Any ideas of how I could decrease my housing expenses even more?  I think I’m nearing bare bones levels here, but would love to here any suggestion you may have.







10 thoughts on “The Costs Of Owning A Home

  1. Your house cost $36,000? That’s about half of my down payment!

    $8199.00 vs. $2471.90 is a pretty significant difference! If I was still renting, I would be spending about $26,000/year on housing and I’m only spending just under $14,000 this year, which includes mortgage interest , electricity, property taxes, HOA dues, any improvements/repairs, and income tax savings.

    Do you have programmable thermostats? That has been a huge help on my electricity bill. Could you improve window insulation or make them double-paned instead of single paned?

    • Yes, that was the cost. Couple of things to consider. I’m sure real estate prices in your area are higher than mine and you weren’t buying a foreclosure that was in need of lots of TLC. You also have to factor in the total cost of he rehab work.

      You’ve made quite a reduction on your end as well. Sounds like buying was a better option. Any regrets?

      The windows I had replaced are double-paned and well insulated around the frames. I’ve looked at the programmable thermostats but haven’t made a move yet. Do you suggest a specific brand? I’ve looked at the Nest, but it’s a bit pricey.

      Also this past winter was one of the worst ones we’ve had temperature wise. I have no doubts that my heating costs would have been higher last year as well if we had the same temps. as this past winter.

      Thanks for stopping by!!

      • No regrets really. Sometimes I feel like it will make it harder to make my condo feel like home with a significant other and other times, I realize that’s silly when buying new furniture and painting is cheaper than selling. Otherwise, the numbers have pretty much been a slam dunk and I am comparing against renting a much smaller place. If I was to look at buying now, I would probably keep renting because my place would cost at least another $50,000 today and my mortgage would be two percentage points higher.

        My programmable thermostats are actually ~$50 Honeywell ones. I have electric heating and single pole wiring on my thermostats (we learned that after taking one of the old ones apart!) with a fan on my baseboard heating, so I only had one programmable option. The Nest is way overkill. Here is the one I bought on Amazon after some research at Home Depot and buying a double pole one initially: You need a gas one though this should at least show you that they don’t have to be expensive!

      • Thanks for tip Leigh. I will definitely look into it. I’ve thought about it and passed them several times on my numerous trips to Big Blue and Big Orange over the past year, but never made the move.

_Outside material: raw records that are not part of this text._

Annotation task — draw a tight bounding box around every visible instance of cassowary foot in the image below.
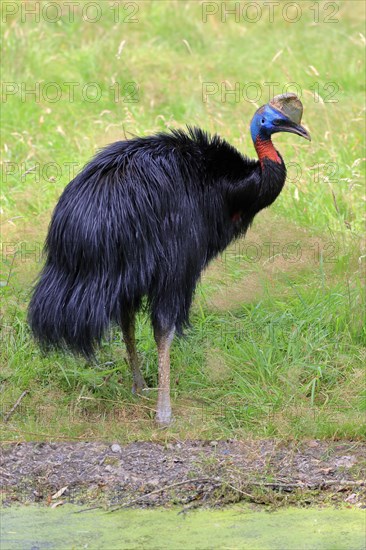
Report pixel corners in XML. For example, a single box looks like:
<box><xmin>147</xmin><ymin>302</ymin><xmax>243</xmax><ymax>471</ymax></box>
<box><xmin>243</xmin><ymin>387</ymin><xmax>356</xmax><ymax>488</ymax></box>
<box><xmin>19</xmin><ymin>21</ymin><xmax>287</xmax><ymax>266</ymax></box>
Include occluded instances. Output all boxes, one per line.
<box><xmin>156</xmin><ymin>409</ymin><xmax>173</xmax><ymax>426</ymax></box>
<box><xmin>156</xmin><ymin>394</ymin><xmax>173</xmax><ymax>426</ymax></box>
<box><xmin>131</xmin><ymin>371</ymin><xmax>147</xmax><ymax>395</ymax></box>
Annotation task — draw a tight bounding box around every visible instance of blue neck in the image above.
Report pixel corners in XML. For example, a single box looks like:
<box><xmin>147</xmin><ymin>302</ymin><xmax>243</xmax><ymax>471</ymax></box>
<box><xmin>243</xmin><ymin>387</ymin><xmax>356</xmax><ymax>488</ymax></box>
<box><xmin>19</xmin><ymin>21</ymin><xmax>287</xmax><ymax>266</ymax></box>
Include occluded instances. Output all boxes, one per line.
<box><xmin>250</xmin><ymin>110</ymin><xmax>271</xmax><ymax>143</ymax></box>
<box><xmin>250</xmin><ymin>108</ymin><xmax>282</xmax><ymax>165</ymax></box>
<box><xmin>250</xmin><ymin>114</ymin><xmax>263</xmax><ymax>143</ymax></box>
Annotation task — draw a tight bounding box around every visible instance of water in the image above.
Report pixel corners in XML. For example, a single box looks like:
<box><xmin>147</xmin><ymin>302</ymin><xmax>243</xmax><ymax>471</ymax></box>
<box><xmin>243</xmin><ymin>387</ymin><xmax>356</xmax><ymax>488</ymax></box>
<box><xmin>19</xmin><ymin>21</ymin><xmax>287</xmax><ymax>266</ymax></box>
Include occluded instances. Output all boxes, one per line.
<box><xmin>1</xmin><ymin>504</ymin><xmax>365</xmax><ymax>549</ymax></box>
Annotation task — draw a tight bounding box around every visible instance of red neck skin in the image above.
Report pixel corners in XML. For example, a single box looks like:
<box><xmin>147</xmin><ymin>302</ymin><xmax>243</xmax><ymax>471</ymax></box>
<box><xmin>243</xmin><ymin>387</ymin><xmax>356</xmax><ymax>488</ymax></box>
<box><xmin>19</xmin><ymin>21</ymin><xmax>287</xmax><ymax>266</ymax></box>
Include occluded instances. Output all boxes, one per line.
<box><xmin>255</xmin><ymin>136</ymin><xmax>281</xmax><ymax>167</ymax></box>
<box><xmin>231</xmin><ymin>137</ymin><xmax>282</xmax><ymax>224</ymax></box>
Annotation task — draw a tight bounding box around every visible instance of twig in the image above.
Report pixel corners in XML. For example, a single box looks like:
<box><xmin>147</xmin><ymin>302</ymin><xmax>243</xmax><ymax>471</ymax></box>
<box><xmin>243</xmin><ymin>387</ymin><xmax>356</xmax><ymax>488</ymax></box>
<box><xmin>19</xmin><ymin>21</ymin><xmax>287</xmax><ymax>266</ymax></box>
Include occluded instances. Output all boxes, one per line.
<box><xmin>5</xmin><ymin>251</ymin><xmax>17</xmax><ymax>287</ymax></box>
<box><xmin>1</xmin><ymin>427</ymin><xmax>100</xmax><ymax>440</ymax></box>
<box><xmin>221</xmin><ymin>479</ymin><xmax>365</xmax><ymax>496</ymax></box>
<box><xmin>331</xmin><ymin>188</ymin><xmax>340</xmax><ymax>215</ymax></box>
<box><xmin>246</xmin><ymin>480</ymin><xmax>365</xmax><ymax>489</ymax></box>
<box><xmin>109</xmin><ymin>477</ymin><xmax>218</xmax><ymax>512</ymax></box>
<box><xmin>75</xmin><ymin>505</ymin><xmax>102</xmax><ymax>514</ymax></box>
<box><xmin>3</xmin><ymin>391</ymin><xmax>29</xmax><ymax>422</ymax></box>
<box><xmin>21</xmin><ymin>166</ymin><xmax>36</xmax><ymax>177</ymax></box>
<box><xmin>224</xmin><ymin>482</ymin><xmax>264</xmax><ymax>503</ymax></box>
<box><xmin>314</xmin><ymin>480</ymin><xmax>364</xmax><ymax>488</ymax></box>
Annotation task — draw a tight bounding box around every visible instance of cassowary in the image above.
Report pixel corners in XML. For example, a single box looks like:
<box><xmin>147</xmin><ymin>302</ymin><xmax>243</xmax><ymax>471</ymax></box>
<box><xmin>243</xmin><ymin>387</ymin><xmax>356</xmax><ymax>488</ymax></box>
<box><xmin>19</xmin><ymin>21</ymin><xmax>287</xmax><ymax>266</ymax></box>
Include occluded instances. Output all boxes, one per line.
<box><xmin>28</xmin><ymin>93</ymin><xmax>310</xmax><ymax>425</ymax></box>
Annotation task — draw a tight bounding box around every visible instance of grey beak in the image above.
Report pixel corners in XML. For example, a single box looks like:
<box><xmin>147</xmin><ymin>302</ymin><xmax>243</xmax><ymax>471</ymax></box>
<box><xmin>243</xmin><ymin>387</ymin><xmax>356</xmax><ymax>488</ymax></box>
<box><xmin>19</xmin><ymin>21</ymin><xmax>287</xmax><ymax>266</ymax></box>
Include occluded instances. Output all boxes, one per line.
<box><xmin>291</xmin><ymin>123</ymin><xmax>311</xmax><ymax>141</ymax></box>
<box><xmin>278</xmin><ymin>121</ymin><xmax>311</xmax><ymax>141</ymax></box>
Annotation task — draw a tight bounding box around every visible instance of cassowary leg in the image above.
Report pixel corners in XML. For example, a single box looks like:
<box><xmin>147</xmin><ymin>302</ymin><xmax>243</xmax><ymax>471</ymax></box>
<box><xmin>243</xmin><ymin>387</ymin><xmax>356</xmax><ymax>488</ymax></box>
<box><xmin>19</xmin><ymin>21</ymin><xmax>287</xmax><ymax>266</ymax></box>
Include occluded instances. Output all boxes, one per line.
<box><xmin>121</xmin><ymin>310</ymin><xmax>146</xmax><ymax>394</ymax></box>
<box><xmin>154</xmin><ymin>326</ymin><xmax>175</xmax><ymax>425</ymax></box>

What kind of savings did you notice after you installed it?

      • I had programmable ones before, but they were from the mid 80s. I just replaced them in March or April, so I’m not sure how much improvement I’ll see until November/January.

  2. Stoic,

    Wow. Very impressive stuff there. The difference in cash flow is huge.

    Congrats to you for taking the path less traveled and coming out far ahead. You learned some valuable skills, saved a ton of money, and now have your own space for as long as you want it. Pretty awesome!

    I don’t have any tips on how to lower the costs. I don’t think it can get much lower than that. And now that you’ve done so much rehab work you shouldn’t need any major repairs for quite a while. You’re on easy street, my friend!

    Best wishes.

    • DM,

      Thanks for stopping by! I’m really happy with how things played out. I remember being so scared in the beginning to make the leap for fear of the unknown. There were several really good deals that I let slip by because I was afraid to make a decision. What if there were surprises during the rehab, what if I went over budget, what if I couldn’t do the rehab work myself like I intended? It’s always the unknowns that keep us from acting.

      It’s nice being able to look back over the past year and know that I made the right move.

      I agree with you on additional cuts to housing expenses. This are about as low as it can go. I’ll save some on taxes this year and I might be able to get a better rate for insurance but those will be small amounts.